L’ontologia è quello che costituisce il nostro essere,
quello che siamo. La nostra identità è ciò che ci determina: un nome, un
cognome, una famiglia, un paese, una nazionalità, riferimenti culturali
e religiosi o l’assenza di riferimenti che indichino la strada da
percorrere. Se il nostro essere non sa chi è, da dove viene e a quale
cultura appartiene, perde l’equilibrio e diventa disponibile a riempire
questa casella con quanto gli verrà proposto.
In Francia,
l’immigrazione è una delle conseguenze della colonizzazione. È stato
detto e ripetuto molte volte: la popolazione immigrata non ha
beneficiato della riconoscenza né di molte attenzioni da parte del paese
di accoglienza. Il razzismo si è sviluppato in proporzioni enormi,
soprattutto durante e dopo la guerra di Algeria (1954-1962). I
rimpatriati dall’Algeria hanno sofferto per la perdita di quello che
consideravano il loro paese. Le cattive condizioni del loro doloroso
ritorno in Francia sono state accompagnate da un senso di ingiustizia e
di risentimento. Gli immigrati, nonostante il lavoro che svolgono, non
hanno ricevuto un trattamento corretto e dignitoso. E sono stati zitti. I
padri non sono stati degli eroi e hanno trasmesso ai loro figli
un’immagine di disfatta e di impotenza. Alcuni dei figli,
consapevolmente o inconsapevolmente, hanno voluto “vendicare” i genitori
portando caos e sofferenza nelle famiglie europee con gli attentati,
uccidendo degli innocenti. Non sono neanche sicuro che sappiano quello
che fanno. Non appartengono più a loro stessi: sono entrati in un
delirio che si adatta perfettamente al loro stato d’animo pieno di
buchi.
La maggior parte dei figli di immigrati soffrono di
insicurezza ontologica e tuttavia non prendono le armi per uccidere
degli innocenti. È qui che interviene lo “Stato islamico” con la sua
propaganda diabolica. Nei suoi discorsi parla di vendetta e di morte.

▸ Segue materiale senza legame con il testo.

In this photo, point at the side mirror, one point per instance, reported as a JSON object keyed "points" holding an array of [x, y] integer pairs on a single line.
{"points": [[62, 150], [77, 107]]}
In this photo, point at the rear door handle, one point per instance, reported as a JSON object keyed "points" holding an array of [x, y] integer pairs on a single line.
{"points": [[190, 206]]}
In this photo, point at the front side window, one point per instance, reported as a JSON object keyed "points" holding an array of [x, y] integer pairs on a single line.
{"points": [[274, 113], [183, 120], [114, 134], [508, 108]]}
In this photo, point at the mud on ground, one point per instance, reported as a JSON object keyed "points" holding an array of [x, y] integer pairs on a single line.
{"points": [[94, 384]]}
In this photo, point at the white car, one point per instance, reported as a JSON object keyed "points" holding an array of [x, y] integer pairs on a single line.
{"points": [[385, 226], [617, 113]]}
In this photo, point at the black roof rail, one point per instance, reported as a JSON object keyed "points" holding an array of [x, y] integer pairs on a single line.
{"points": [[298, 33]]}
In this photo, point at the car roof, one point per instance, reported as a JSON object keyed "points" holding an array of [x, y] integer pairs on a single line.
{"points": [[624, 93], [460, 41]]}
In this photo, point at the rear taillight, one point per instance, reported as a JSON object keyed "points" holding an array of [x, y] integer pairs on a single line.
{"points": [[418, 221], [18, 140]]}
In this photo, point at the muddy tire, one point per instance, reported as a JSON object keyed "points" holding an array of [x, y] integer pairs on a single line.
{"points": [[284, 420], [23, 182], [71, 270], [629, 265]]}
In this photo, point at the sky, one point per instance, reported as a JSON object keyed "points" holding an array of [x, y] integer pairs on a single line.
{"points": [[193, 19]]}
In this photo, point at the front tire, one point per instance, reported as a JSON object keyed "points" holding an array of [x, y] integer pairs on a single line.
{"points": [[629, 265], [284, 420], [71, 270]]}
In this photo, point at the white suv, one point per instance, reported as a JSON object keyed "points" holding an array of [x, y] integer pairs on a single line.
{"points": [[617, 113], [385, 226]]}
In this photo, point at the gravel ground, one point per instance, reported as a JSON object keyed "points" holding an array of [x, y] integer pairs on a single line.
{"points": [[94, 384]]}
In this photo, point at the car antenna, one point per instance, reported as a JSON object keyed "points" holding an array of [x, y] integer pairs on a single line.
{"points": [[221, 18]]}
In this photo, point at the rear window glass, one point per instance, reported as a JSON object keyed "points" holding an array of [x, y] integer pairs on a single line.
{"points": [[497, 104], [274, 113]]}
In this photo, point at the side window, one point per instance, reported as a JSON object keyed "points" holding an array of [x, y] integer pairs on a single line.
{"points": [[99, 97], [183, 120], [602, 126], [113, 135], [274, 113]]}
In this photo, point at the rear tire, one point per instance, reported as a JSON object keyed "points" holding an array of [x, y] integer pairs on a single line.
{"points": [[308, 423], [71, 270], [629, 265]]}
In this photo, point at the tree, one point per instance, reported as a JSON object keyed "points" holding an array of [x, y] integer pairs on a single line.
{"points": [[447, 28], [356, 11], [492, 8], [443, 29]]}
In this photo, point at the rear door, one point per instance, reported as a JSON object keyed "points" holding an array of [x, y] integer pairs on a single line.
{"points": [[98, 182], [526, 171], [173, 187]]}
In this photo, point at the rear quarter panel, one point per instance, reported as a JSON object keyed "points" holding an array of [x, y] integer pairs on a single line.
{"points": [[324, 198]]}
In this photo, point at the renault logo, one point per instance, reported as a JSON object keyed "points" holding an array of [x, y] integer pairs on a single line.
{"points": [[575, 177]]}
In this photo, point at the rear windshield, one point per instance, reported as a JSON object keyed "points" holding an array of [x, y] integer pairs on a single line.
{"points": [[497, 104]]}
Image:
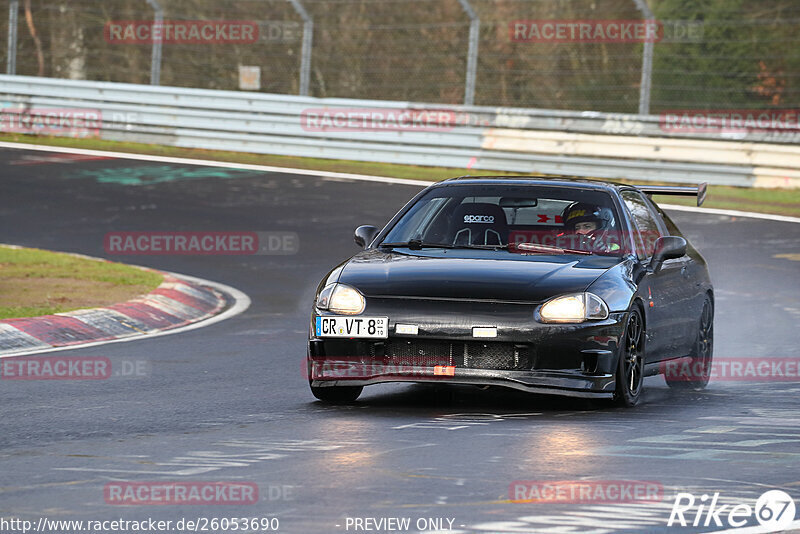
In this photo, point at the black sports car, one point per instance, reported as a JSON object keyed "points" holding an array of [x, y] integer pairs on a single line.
{"points": [[548, 285]]}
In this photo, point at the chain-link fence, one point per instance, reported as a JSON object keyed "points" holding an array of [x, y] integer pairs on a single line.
{"points": [[558, 54]]}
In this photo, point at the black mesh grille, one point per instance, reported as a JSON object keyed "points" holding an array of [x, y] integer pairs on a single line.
{"points": [[419, 352], [491, 356]]}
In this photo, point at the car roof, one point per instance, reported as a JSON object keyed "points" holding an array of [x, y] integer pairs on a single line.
{"points": [[552, 181]]}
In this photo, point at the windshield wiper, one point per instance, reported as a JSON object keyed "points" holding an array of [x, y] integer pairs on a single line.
{"points": [[544, 249], [481, 247], [415, 244]]}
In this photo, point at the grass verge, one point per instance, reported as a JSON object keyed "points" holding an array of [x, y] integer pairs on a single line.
{"points": [[777, 201], [37, 282]]}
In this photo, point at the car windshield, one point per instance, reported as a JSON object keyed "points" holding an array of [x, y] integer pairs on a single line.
{"points": [[524, 219]]}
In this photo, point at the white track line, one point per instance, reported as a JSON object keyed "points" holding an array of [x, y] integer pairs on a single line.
{"points": [[341, 175], [732, 213], [212, 163], [241, 303]]}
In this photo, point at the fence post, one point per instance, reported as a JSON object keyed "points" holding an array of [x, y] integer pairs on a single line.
{"points": [[647, 61], [155, 60], [472, 53], [13, 11], [305, 53]]}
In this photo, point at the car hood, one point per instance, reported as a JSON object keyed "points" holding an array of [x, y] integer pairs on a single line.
{"points": [[471, 274]]}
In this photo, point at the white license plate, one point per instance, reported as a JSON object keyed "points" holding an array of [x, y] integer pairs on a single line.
{"points": [[371, 327]]}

Promette un avvenire radioso a quei figli abbandonati dall’Europa, offre
loro una via di uscita, un progetto con un senso. Dice loro: voi non
avete trovato un senso alla vostra vita ma io vi propongo di dare un
senso alla vostra morte lottando sulla “Via di Dio” ( Fi sabilillah) che
porta al paradiso. Presenta l’Occidente come un paese esclusivamente
materialista, senza alcuna spiritualità, senza i valori divini che sono
la fine e il principio dell’umanità. Questo discorso, certi figli
dell’immigrazione lo sentono e lo seguono. Erano disponibili a crederci e
a passare all’azione, ubbidendo agli ordini di un’organizzazione
strutturata che porta avanti le sue promesse fino in fondo.